Pharmacy Times: Were there any unexpected or notable findings regarding same-day vascular events?

Bonaca: The magnitude of recurrent events was striking, and for those that see these patients in the clinic, it won't be a surprise that when something bad happens [to a patient], they are often multiple bad things that had happened, but it was probably even more dramatic than we expected.

Pharmacy Times: Given that rivaroxaban showed benefits in both fragile and non-fragile patient populations, how might these findings impact the approach to antithrombotic therapy in high-risk PAD populations?

Bonaca: I think the clinical take-home here is that there's a tendency to undertreat, particularly with antithrombotic patients who are low body weight, have CKD, and are elderly. And I think now there are data to show that there's a favorable benefit-risk, and I think of this a lot like atrial fibrillation (AFib). So, with patients with AFIB, we would still anticoagulate someone, even if they're elderly or if they have risk factors because we worry about stroke…Now we see that the PAD patient after revascularization that there are so many recurrent bad events that occur in those patients that we really should consider using effective therapies. You may struggle with the patient in front of you seeing what's the benefit-risk, but now you have a large data set, where you can actually look at what the benefit-risk is and engage in shared decision making with your patients.

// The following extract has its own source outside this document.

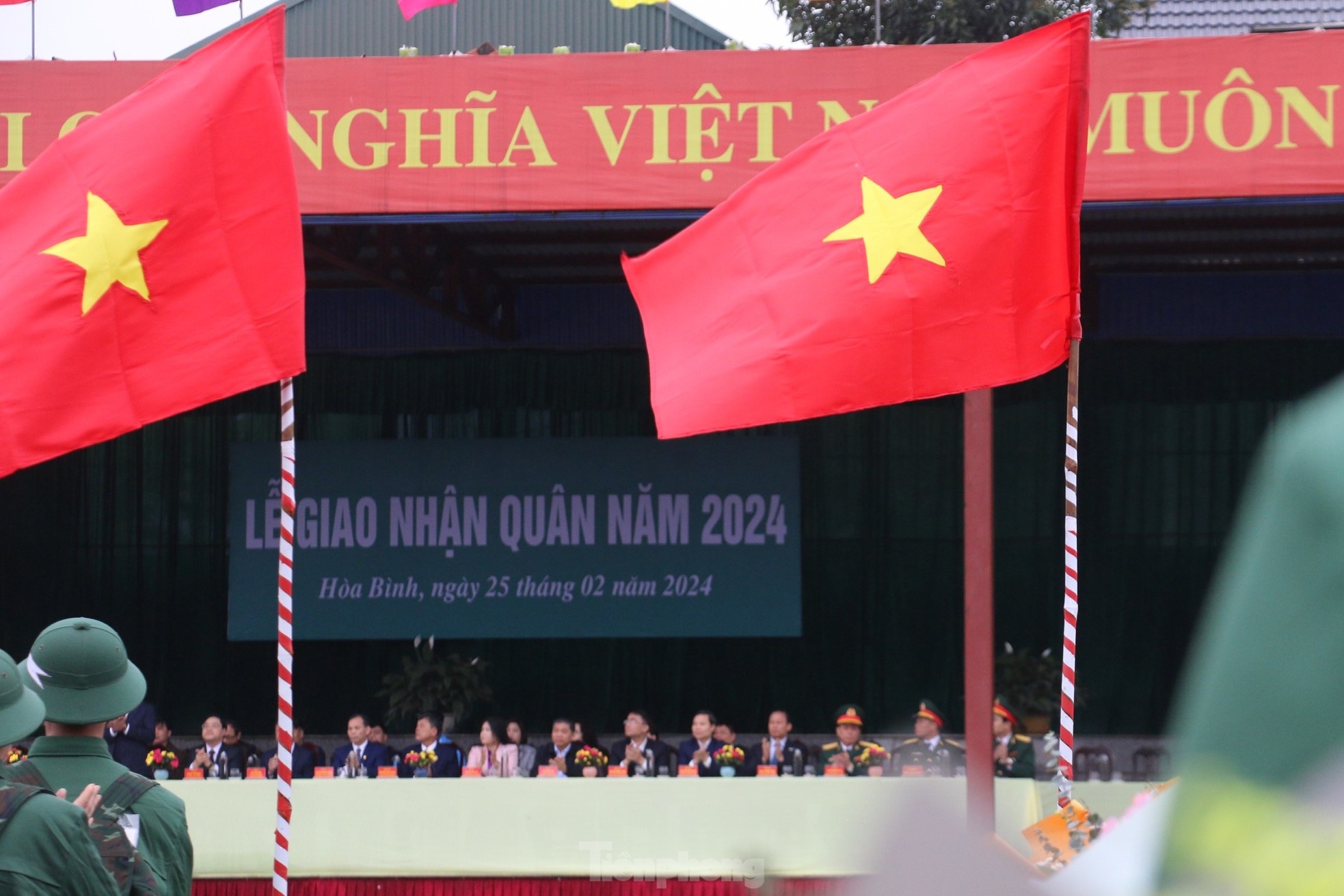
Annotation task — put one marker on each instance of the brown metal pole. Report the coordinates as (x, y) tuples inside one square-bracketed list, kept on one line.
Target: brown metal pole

Pharmacy Times: How can these data guide health care professionals, particularly pharmacists, in tailoring treatment strategies for individual patients with PAD?

Bonaca: Yeah, I think pharmacists play a key role here, not only do they help with educating our patients about why they're taking the drugs, they are educating clinicians about, who are the appropriate patients [who should be receiving these drugs], where are the inclusion-exclusion, but I think there's a really important factor here.

Recently, there were publications on the Beers Criteria, which preferred some [direct oral anticoagulants] to others for AFib, we're talking about something entirely different. We're talking about vascular protection. There is only 1 approved agent at 1 approved dose for vascular protection. In fact, using other agents at different doses probably increases the bleeding risk quite significantly. And so, I think it is really helpful when our pharmacists teach us—for this indication—this is the agent at the dose that you should utilize and I think using off-label doses of other drugs is quite dangerous here.